2023 Richard Glazebrook Medal and Prize
Professor Belinda Wilkes for outstanding leadership as Director of the Chandra X-ray Center, supporting the operation, exploitation and public relations of NASA's premier X-ray observatory, and significant contributions to our understanding of quasars.
Professor Belinda Wilkes led the Chandra X-ray Center for over six years during which the Chandra satellite provided the sharpest-focus and deepest X-ray observing capabilities for international astronomers. She was responsible to NASA for ensuring optimal science return from the mission, constructing and inaugurating a new control centre while maintaining satellite operations, and sustaining a diverse staff of around 170 scientists and engineers. She took the Center through
multiple successful reviews so that the satellite continues to provide leading-edge science. As director, Wilkes was the public face of the Center for the media and public events and promoted Chandra's X-ray result in many technical and non-technical publications, press releases and talks. She received a NASA Outstanding Public Leadership Award in 2021 for her service.
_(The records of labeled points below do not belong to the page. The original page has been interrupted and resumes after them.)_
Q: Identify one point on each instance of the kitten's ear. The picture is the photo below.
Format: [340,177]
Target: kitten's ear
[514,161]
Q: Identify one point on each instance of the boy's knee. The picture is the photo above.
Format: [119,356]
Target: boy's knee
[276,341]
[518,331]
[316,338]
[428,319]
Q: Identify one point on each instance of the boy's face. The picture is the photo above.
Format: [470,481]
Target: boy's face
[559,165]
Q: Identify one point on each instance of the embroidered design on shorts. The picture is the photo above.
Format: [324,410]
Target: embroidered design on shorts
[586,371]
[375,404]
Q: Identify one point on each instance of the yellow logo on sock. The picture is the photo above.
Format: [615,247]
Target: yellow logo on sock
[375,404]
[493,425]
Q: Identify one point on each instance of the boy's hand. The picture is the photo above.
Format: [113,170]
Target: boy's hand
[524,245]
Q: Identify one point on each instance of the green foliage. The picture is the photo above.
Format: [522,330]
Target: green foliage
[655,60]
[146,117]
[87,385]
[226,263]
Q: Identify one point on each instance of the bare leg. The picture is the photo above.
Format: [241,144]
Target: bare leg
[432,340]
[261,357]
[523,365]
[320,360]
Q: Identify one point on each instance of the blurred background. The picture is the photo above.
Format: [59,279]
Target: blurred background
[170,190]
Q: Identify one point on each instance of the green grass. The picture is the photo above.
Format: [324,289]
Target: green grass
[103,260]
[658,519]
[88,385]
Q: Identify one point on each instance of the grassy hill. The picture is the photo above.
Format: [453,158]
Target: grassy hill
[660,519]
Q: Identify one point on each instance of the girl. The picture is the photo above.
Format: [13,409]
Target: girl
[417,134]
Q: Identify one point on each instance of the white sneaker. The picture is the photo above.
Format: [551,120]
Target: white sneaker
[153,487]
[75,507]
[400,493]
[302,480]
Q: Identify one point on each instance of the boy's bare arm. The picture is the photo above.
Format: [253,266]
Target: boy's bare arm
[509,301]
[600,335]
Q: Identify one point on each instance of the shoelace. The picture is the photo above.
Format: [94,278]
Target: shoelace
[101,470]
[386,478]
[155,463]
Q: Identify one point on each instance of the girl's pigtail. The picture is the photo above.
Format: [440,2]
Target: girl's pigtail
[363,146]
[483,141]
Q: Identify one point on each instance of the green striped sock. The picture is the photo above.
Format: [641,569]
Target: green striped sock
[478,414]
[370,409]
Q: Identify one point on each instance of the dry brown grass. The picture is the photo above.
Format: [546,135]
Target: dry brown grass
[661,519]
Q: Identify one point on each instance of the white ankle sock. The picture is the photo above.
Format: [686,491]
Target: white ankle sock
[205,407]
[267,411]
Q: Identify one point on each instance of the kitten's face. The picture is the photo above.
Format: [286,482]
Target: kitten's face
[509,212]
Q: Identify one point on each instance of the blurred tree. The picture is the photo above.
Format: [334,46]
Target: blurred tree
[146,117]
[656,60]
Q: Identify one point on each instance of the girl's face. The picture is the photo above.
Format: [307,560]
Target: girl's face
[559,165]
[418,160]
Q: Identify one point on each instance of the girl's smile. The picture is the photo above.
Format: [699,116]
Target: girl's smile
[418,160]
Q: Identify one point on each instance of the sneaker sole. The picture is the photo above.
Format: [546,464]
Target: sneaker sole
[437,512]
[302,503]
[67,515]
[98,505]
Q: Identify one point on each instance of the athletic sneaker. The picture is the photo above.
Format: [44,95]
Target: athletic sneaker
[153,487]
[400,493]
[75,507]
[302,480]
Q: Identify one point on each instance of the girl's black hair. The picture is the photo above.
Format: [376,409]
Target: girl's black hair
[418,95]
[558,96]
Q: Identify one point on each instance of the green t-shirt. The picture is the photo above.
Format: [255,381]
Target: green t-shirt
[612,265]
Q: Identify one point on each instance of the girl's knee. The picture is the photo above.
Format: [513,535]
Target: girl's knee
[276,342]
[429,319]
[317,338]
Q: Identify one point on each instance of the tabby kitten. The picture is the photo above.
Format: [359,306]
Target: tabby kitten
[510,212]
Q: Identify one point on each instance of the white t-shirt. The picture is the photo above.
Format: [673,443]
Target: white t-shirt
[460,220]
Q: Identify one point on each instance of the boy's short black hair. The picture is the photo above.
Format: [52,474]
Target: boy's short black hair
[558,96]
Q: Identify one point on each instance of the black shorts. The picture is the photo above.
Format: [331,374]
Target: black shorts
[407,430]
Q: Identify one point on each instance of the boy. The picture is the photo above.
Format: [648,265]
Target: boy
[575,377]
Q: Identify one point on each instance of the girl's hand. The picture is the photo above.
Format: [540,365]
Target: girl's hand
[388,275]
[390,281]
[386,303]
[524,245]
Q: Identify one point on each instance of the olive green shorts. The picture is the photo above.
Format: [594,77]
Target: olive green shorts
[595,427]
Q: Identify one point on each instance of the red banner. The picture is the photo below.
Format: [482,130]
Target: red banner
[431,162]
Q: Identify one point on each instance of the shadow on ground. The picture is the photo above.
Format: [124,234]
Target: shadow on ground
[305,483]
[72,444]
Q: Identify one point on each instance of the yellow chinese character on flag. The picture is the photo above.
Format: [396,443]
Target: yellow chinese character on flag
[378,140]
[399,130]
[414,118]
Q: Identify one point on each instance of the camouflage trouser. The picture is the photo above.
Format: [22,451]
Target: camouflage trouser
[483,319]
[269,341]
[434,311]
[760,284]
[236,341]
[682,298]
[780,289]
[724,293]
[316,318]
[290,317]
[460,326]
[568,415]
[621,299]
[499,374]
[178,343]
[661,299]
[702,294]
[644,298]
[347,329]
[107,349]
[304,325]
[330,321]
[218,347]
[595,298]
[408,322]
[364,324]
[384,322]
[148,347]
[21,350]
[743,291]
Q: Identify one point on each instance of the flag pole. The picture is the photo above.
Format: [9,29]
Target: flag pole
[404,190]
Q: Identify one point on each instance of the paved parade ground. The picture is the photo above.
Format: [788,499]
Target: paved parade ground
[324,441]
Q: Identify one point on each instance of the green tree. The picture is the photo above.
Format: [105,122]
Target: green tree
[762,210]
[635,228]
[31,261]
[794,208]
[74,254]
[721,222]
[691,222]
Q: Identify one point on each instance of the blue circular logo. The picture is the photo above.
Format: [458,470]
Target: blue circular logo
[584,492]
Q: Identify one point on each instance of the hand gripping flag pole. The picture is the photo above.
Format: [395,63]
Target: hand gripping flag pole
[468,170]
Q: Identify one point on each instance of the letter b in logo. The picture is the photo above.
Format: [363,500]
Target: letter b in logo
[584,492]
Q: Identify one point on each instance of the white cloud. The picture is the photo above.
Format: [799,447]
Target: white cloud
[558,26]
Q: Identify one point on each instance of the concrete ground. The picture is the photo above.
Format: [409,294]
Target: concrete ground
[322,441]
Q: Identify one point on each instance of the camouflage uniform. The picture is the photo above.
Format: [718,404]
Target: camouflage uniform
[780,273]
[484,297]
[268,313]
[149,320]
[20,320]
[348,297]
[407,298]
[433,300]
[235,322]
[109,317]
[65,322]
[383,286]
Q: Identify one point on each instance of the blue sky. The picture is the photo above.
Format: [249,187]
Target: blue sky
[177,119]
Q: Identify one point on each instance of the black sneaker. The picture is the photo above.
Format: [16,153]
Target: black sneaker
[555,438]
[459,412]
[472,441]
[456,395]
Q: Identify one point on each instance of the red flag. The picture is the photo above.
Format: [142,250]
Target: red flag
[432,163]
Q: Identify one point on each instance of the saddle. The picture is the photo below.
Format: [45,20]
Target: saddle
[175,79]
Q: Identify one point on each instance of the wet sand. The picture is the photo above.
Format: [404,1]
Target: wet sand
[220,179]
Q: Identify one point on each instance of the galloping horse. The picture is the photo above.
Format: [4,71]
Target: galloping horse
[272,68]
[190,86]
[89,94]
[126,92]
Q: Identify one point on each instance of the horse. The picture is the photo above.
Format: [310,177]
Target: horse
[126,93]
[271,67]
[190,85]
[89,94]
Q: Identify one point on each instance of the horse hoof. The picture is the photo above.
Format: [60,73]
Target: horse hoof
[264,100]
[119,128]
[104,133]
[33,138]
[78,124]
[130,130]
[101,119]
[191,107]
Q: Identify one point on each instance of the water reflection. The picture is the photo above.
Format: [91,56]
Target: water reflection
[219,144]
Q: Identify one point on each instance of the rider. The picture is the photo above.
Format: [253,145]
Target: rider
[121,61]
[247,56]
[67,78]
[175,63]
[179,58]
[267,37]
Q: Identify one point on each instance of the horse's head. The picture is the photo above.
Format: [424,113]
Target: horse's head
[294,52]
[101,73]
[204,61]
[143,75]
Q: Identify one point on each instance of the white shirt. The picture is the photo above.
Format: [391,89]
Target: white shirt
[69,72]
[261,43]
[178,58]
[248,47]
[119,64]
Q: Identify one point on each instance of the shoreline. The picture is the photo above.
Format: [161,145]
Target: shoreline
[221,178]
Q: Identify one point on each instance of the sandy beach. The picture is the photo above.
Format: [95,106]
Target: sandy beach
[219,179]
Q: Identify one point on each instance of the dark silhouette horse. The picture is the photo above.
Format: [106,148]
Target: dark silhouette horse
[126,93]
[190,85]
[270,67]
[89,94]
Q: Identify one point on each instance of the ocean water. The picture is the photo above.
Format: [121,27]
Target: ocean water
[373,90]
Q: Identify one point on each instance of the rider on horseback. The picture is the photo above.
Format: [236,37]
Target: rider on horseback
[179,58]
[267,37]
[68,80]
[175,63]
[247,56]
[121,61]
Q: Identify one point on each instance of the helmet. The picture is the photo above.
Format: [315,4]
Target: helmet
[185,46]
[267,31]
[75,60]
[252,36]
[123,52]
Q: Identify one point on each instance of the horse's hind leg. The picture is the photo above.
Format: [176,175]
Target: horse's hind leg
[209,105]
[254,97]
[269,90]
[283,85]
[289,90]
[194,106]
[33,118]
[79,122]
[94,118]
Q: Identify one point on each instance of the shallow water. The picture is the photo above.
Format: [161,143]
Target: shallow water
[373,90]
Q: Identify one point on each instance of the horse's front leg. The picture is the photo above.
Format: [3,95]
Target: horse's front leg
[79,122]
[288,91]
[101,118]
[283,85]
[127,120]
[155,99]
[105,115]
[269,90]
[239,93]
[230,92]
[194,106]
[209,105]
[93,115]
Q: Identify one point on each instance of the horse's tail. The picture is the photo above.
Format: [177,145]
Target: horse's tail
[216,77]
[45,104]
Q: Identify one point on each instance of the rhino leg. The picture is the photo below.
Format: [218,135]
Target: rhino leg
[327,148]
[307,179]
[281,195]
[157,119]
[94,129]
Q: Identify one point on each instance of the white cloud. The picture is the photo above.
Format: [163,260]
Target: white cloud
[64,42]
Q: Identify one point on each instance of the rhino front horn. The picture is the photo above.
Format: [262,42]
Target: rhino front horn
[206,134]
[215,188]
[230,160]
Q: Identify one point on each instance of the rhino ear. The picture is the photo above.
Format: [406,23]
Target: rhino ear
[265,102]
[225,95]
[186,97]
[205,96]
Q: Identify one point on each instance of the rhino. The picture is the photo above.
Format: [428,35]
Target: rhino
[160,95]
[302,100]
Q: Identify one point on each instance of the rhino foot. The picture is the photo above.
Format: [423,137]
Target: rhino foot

Despite administrative demands, Wilkes maintained an impressive level of publications. She supervised students and postdoctoral researchers and led a team of scientists at the Smithsonian Astrophysical Observatory and elsewhere in research on active galactic nuclei (AGN) and their effects on their host galaxies and the wider universe. Earlier in her career, she demonstrated that supermassive black holes in radio-bright and radio-quiet AGN have different X-ray properties. She has continued to lead work to investigate the physical processes involved. This has necessarily included interpreting observations made with leading satellite- and ground-based telescopes, and exploring the plasma structures formed by active supermassive black holes on scales from a few astronomical units to megaparsecs.
Wilkes has also been undertaking a census of the full population of AGN and hence of supermassive black holes. This is important because of the feedback processes such objects have on large-scale structure in the universe, but is difficult. Processes near the black holes, or in the environments provided by their host galaxies, can cause AGN emission signatures to be weak or absent in one or more of the wavebands used to find them.
Finally, Wilkes has been committed throughout her career to training the next generation of independent scientists. She has worked with undergraduate and graduate students, postdoctoral fellows, and also on public outreach. She continues this work in her current position as a Royal Society Wolfson Visiting Professor at the University of Bristol.